Weiterbildung – mit Tempo, aber ohne Spielwiese

Wie oft habe ich schon Kollegen mit glänzenden Augen über neue Methoden reden sehen – nur, um sie später nach der dritten Plantour wieder in ihren alten Mustern zu erleben. Weiterbildung klappt, aber sie erwartet, dass man sich einbringt.

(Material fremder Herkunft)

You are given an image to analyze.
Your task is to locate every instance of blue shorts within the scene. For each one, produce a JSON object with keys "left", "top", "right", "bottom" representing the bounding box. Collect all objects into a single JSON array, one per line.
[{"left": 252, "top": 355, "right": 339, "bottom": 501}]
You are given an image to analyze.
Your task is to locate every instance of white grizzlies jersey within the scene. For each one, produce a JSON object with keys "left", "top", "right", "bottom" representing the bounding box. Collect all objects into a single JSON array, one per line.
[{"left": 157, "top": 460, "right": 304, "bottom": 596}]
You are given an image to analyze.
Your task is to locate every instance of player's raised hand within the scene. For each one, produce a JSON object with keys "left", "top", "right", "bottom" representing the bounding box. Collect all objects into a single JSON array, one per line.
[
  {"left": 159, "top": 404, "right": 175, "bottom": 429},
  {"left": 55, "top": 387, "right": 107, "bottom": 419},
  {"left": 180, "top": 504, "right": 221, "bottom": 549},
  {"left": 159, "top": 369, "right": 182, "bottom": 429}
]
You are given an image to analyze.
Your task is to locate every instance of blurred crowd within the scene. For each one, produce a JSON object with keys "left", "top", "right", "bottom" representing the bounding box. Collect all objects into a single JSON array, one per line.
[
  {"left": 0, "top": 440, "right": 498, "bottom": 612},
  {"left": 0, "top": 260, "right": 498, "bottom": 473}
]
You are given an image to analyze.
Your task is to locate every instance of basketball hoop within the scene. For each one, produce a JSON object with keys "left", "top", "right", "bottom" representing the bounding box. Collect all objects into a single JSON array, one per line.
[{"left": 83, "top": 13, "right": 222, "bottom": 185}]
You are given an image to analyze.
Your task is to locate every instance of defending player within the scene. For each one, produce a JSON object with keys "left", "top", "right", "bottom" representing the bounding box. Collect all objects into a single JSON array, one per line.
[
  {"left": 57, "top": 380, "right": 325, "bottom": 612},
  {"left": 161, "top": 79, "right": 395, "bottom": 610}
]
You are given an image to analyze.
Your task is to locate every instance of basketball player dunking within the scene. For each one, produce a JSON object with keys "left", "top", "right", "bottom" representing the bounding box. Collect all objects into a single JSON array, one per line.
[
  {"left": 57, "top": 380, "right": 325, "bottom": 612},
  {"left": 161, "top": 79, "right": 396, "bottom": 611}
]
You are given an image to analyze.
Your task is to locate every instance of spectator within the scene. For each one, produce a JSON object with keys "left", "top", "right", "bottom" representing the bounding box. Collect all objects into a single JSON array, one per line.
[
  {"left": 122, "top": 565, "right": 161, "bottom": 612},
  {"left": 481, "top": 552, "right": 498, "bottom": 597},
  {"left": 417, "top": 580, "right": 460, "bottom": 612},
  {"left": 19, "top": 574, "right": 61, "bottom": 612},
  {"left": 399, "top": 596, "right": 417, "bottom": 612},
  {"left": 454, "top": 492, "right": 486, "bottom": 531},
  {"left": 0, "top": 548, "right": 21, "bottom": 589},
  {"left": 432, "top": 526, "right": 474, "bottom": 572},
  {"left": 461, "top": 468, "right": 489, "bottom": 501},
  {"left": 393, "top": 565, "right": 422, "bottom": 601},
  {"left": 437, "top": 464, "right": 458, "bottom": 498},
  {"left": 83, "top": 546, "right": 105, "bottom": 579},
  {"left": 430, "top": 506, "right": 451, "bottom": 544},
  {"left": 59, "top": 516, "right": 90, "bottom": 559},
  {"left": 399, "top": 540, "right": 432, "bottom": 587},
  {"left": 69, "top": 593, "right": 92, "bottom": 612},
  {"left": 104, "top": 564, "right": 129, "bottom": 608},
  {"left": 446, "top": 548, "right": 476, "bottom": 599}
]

Betriebliche Angebote gibt’s, oft überraschend praxisorientiert: Korrosionsschutz, Prozessdigitalisierung, Additive Fertigung. Was viele unterschätzen: Externe, akademische Weiterbildungen werden meist nach echtem Bedarf genehmigt, nicht als Sammelalbum für Zertifikate. Das ist einerseits gut, weil man zielgerichtet wachsen kann. Andererseits: Wer Träumereien von ewigen Lernjahren mitbringt, landet schnell mit beiden Beinen auf frischem Werksbeton.


Und jetzt? Ein Beruf für Dickschädel mit Neugier

Manchmal frage ich mich, was den Unterschied ausmacht zwischen den Kollegen, die aufblühen, und denen, die im industriellen Tagesgeschäft irgendwann „verschwinden“. Es ist selten nur die Fachlichkeit. Vielmehr braucht der Werkstoffingenieur hier einen Dickkopf – gepaart mit Spieltrieb. Wer Veränderungen annimmt, sich nicht zu schade ist, mal Fehler zu machen und den oder die Chefin dazu auch mitnimmt, bleibt präsent. Ludwigshafen ist fordernd, aber auch voller überraschender Chancen. Mit Skepsis starten? Kann helfen. Aber Staunen, Pragmatismus und Beharrlichkeit sind hier fast schon Einstellungsvoraussetzungen. Keine Raketenwissenschaft – aber garantiert kein langweiliger Bürojob.